Parallel fault — one branch shorts: If one branch in a parallel circuit becomes a short circuit (near zero resistance across the supply), what is the correct statement about the effect on other branches and the network operation?

Difficulty: Medium

Correct Answer: Incorrect

Explanation:


Introduction / Context:
Short-circuit faults are critical events in parallel networks. Understanding their impact helps with protection design (fuses, breakers), power integrity, and safe lab practice. The claim that other branches are unaffected when one branch shorts is evaluated here.


Given Data / Assumptions:

  • Parallel network fed by a practical source.
  • One branch suddenly becomes a short (very low resistance).
  • Ideal wiring assumed unless stated; source has finite current capability in practice.


Concept / Approach:
A shorted branch presents a very low impedance path, causing the source voltage to collapse toward zero at the parallel node if the source is limited or protective devices trip. Other branches share the same node voltage, so their currents and operation are indeed affected—often dropping drastically due to the voltage collapse or being interrupted by protective action.


Step-by-Step Solution:

1) Introduce a near-zero resistance path across the supply at the node. 2) Node voltage is forced down by the short unless the source is unrealistically ideal and unlimited. 3) Other branches, seeing reduced voltage, change current (often to near zero). 4) Protection may open the circuit, stopping current in all branches.

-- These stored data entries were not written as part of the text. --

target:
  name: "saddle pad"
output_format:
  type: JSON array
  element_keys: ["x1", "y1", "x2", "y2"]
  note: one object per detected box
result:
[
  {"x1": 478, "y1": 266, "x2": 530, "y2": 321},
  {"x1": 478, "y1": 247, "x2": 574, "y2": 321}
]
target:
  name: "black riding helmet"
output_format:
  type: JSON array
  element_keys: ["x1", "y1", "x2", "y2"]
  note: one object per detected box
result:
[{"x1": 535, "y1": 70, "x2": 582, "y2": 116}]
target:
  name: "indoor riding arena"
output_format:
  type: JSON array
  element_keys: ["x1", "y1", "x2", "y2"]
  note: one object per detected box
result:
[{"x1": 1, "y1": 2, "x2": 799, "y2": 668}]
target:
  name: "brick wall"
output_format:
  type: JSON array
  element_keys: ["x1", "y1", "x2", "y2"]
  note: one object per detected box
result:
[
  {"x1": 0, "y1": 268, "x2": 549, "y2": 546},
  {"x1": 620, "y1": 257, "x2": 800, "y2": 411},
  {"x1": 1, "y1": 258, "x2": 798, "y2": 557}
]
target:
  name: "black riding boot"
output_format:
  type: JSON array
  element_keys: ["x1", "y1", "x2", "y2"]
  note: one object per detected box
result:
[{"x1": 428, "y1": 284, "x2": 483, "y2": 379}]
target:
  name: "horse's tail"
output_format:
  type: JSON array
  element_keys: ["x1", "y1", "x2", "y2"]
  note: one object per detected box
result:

Verification / Alternative check:
Lab experience: a short across a bench supply usually trips current limit, pulling output voltage down and affecting every parallel load. Power distribution systems behave similarly, prompting protection to clear the fault.


Why Other Options Are Wrong:

  • Correct: Not correct because a short impacts shared node voltage and branch currents.
  • True only when the source has series resistance: Even with small resistance, the effect is substantial.
  • True only for identical branches: Identity is irrelevant; the short dominates impedance.
  • Undetermined without source voltage: Qualitative effect is determinable without numeric values.


Common Pitfalls:
Assuming branches are isolated in parallel; forgetting that all branches share the same node voltage mandated by the source and affected by faults.